Book idea - the resurgence of primitive religion

Here's another book idea I've got, based around studies of primitive religious motifs/magic and contemporary culture and religious trends. I've got a few ideas written down somewhere, but I'm not sure where. I can only find notes on two potential chapters. So I'm constructing the following sections mainly from memory:

Return of the Fertility Goddesses
The fetishization of over-sized breasts in our culture, linked to the fertility/grain goddesses of the ancient near east, who are always large-breasted and wide-hipped. The cosmetic search for perfection linking into an ancient represntation of the Divine.

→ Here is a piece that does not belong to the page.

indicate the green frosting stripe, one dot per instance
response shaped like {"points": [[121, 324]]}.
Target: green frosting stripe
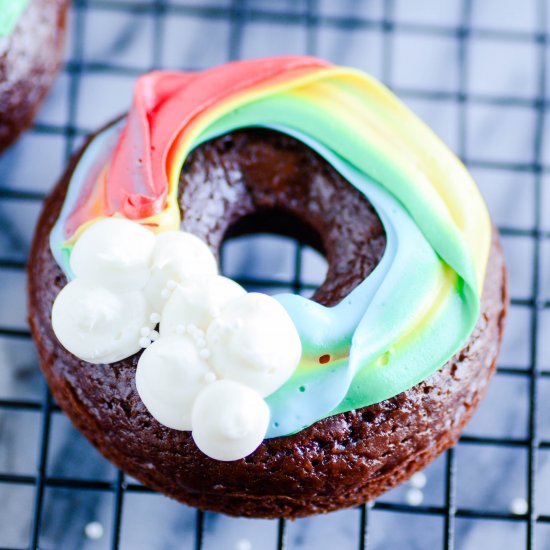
{"points": [[10, 12]]}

Representative and Sympathetic Magic in a Health Store Near You
The growth of homeopathic remedies aligned to sympathetic magic in shamanistic/druidic cultures and how they both feed off the primitive religious idea that becase a looks like b, a must somehow influence b.

Tribalism and the Shamans Battling Evil on our Behalf
A worked up version of my Is Football a Religion? article published several years ago on a football website (and now no longer online it seems), that identifies players as representatives of the tribe doing battle in an artificial realm against the forces of the 'outsider/other' (the archetypal format of 'evil'). The huge growth in sport as recognisable tribal affiliation over the last few years (including ceremonial tribal vestments ie replica shirts).

Spirituality Without Spiritual Conflict
The rise in 'local gods' and spirit guides, particularly in angelology divorced from the Christian context. Belief in the spiritual but not in forces of good/evil. The moral neutrality of 'being spiritual' paralleling the tribal vision of the spiritual realm which is there to be interacted with, and used by the 'wise'.

The Power of Words
Ironically a powerful sub-theme in the major monotheistic religions - Scripture as a talisman charm to ward off evil in phylacteries, Qu'ranic inscriptions, learning by rote, plastering Bible verses on all sorts of tat. Reference to the 'cursing stone' of Carlisle. The return of a qabbalistic belief in the power of words over a subject.

If I can find my other notes I'm sure I've got enough ideas to make quite an interesting book.